Here’s a function to calculate the maximum profit considering the transaction fee:

def max_profit_with_fee(k, prices, fee):
  """
  This function calculates the maximum profit achievable with k transactions
  and a transaction fee.

  Args:
      k: Maximum allowed transactions.
      prices: Array of stock prices.
      fee: Transaction fee as a percentage.

  Returns:
      Maximum achievable profit.
  """
  # Handle edge cases
  if not prices or k == 0:
    return 0
  
  n = len(prices)
  # Initialize arrays to store maximum profit at each day
  # under two conditions: holding stock or not holding
  # (cash) considering k transactions
  dp = [[0 for _ in range(2)] for _ in range(k + 1)]

  # No transaction on day 0 (both cash and holding states)
  dp[0][0] = dp[0][1] = 0

  # Iterate through prices for each transaction (0 to k)
  for i in range(1, n):
    for j in range(k, 0, -1):
      # Cash on day i: 
      #  - Either stay in cash (previous cash)
      #  - Or sell stock from previous holding state (considering fee)
      dp[j][0] = max(dp[j][0], dp[j][1] + prices[i] - fee * prices[i] / 100)

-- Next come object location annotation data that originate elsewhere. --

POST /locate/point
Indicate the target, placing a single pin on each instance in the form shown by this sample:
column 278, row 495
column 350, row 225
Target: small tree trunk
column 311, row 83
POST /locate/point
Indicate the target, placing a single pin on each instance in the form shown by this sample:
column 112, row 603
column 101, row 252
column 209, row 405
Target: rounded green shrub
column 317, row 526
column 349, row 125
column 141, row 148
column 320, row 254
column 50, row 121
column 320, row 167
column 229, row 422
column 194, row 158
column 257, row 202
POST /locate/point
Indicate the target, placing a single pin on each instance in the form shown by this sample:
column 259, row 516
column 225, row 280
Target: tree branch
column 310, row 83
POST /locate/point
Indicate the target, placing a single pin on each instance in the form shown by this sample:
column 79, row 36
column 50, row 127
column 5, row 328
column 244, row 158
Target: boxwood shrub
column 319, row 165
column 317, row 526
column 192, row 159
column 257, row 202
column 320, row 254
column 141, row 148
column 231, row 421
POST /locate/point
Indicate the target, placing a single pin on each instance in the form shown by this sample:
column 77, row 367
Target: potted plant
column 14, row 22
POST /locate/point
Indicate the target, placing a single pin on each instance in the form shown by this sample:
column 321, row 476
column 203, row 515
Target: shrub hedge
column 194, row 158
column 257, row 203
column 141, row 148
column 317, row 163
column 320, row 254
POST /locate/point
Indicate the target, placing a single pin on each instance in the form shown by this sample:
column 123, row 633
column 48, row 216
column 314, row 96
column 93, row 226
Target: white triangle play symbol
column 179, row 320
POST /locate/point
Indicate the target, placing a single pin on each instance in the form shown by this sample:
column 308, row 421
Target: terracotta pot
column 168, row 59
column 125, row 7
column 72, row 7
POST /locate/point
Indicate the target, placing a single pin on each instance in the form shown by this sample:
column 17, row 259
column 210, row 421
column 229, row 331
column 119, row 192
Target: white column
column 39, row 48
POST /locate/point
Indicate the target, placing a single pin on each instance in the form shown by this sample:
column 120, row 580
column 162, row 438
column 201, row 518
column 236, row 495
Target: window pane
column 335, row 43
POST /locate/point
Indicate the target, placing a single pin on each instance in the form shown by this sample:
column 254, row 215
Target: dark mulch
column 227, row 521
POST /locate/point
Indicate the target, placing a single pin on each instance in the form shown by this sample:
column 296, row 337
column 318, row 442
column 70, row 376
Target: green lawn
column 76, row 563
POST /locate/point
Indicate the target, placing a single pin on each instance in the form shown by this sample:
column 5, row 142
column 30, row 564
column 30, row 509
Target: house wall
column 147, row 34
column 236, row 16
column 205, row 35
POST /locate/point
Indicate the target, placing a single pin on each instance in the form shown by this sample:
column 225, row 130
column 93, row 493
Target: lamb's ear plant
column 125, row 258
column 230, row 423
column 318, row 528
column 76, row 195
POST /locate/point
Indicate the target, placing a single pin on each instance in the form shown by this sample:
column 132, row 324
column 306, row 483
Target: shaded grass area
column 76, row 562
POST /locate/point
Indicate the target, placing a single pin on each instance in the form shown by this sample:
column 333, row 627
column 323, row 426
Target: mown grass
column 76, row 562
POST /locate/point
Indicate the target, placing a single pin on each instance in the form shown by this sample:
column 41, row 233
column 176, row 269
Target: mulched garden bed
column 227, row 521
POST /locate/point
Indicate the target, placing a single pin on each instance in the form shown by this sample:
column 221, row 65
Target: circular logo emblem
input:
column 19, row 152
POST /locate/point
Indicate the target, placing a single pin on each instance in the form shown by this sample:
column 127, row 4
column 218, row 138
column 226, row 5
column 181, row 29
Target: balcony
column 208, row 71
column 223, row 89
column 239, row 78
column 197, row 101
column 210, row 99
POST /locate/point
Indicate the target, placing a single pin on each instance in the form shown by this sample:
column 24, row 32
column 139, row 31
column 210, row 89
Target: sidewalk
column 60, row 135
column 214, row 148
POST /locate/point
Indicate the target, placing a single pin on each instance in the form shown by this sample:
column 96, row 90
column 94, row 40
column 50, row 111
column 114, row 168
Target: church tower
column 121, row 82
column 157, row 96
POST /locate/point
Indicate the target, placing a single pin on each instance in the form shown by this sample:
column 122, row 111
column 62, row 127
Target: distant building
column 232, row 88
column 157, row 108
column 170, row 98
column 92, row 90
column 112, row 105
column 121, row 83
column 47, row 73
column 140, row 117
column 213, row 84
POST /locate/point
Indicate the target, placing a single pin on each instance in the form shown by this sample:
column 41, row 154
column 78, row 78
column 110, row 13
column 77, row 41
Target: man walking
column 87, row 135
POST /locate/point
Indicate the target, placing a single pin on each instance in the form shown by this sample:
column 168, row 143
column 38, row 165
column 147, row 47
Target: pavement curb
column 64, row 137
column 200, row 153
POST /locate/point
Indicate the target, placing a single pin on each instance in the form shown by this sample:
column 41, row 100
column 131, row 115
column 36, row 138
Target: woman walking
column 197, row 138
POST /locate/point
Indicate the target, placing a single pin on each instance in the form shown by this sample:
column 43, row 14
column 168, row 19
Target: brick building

      # Holding stock on day i:
      #  - Either stay holding (previous holding)
      #  - Or buy stock from previous cash state
      dp[j][1] = max(dp[j][1], dp[j - 1][0] - prices[i])

  # Return the maximum profit achievable with k transactions (cash state)
  return dp[k][0]

Explanation:

1. The function takes k, prices, and fee as input.
2. It handles edge cases where there are no prices or no transactions allowed (k=0).
3. It creates a 2D array dp of size (k+1) x 2. This array will store the maximum profit achievable with k transactions at each day (i) under two conditions: holding a stock (dp[j][1]) or having cash (dp[j][0]).
4. It initializes dp[0][0] and dp[0][1] to 0 as there are no transactions on day 0.
5. It iterates through the prices for each transaction (from k down to 1).
6. Inside the loop, it iterates through each day (i).
7. For the cash state (dp[j][0]), it considers two options:
   • Remain in cash (previous day’s cash value).
   • Sell the stock held previously (considering the transaction fee).
8. For the holding state (dp[j][1]), it considers two options:
   • Remain holding the stock (previous day’s holding value).
   • Buy the stock from the previous day’s cash.
9. It updates dp[j][0] and dp[j][1] with the maximum of the two options for each state.
10. Finally, it returns dp[k][0], which represents the maximum achievable profit with k transactions (cash state) after considering all days and transaction options.

This approach uses dynamic programming to efficiently calculate the maximum profit considering the transaction fee and the constraint on the number of transactions.